Getting a mortgage towards owning your first home is different from renting an apartment or getting a car loan. Educate yourself before jumping into home ownership on the basis of lower home prices and dropping interest rates. Below are some tips on how first-time home buyers can get approved for a mortgage loan.
1. Determine your credit score
Do you know that it only takes a few minutes to determine your credit score? Unfortunately, many first-time home buyers never put in the effort to review their credit history hoping that their credit scores are high enough to qualify. And many don’t even care about identity theft. Keep in mind that low credit scores and fraud can stop mortgage approvals.
Several missed payments, frequent late payments, and derogatory credit information can also keep your mortgage application from getting approved. So, to increase your chances of getting approved make sure to pay your bills on time, lower your debts, and keep yourself updated with a regular credit report.
2. Make sure you have enough cash
Walking into an Essex mortgage broker with zero cash is the perfect way to get rejected. Home mortgage requirements often change so make sure you have enough cash on hand if you are applying for a home mortgage loan in the near future.

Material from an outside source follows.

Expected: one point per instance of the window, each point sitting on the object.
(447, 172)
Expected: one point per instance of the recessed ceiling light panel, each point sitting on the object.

On average, you’ll usually need a minimum down payment of 5%. But don’t settle. Instead, aim for a higher down payment of at least 20% to knock down the mortgage balance that you have to pay for in the future.
Remember that the down payment is only part of the costs. There are still other expenses like title searches, home inspections, appraisals, application fees, etc.
3. Don’t quit your job
I have a couple of friends who, unfortunately, missed out on a great deal because they quit working a week before closing on their home mortgage loan. Stay at your job during the entire home buying process. Any changes to your employment status or income stream can negatively affect your mortgage application.
Keep in mind that lenders base their decision on the information you provided in your application. Any changes to this information (especially the ones that can affect your capacity to pay) will force them to reevaluate.
4. Pay down your debt
You don’t need to be debt-free in order to qualify for a home loan. However, the lower debts, the more chances you have of getting approved. Lenders often use a debt-to-income ratio to determine how much money you can get from them before approving your mortgage loan.
A higher debt-to-income ratio may lead to rejection at worst, or lower mortgage offers, at best. As a rule, stay away from major purchases until after your mortgage is approved. These purchases may include credit card purchases, financing a new car, or being a co-debtor.
Getting a mortgage loan takes a lot of effort and careful planning. If you don’t get approved, don’t lose hope. Use it as an inspiration to improve your credit rating and cash flow. You can always reapply once you feel you’ve done it right.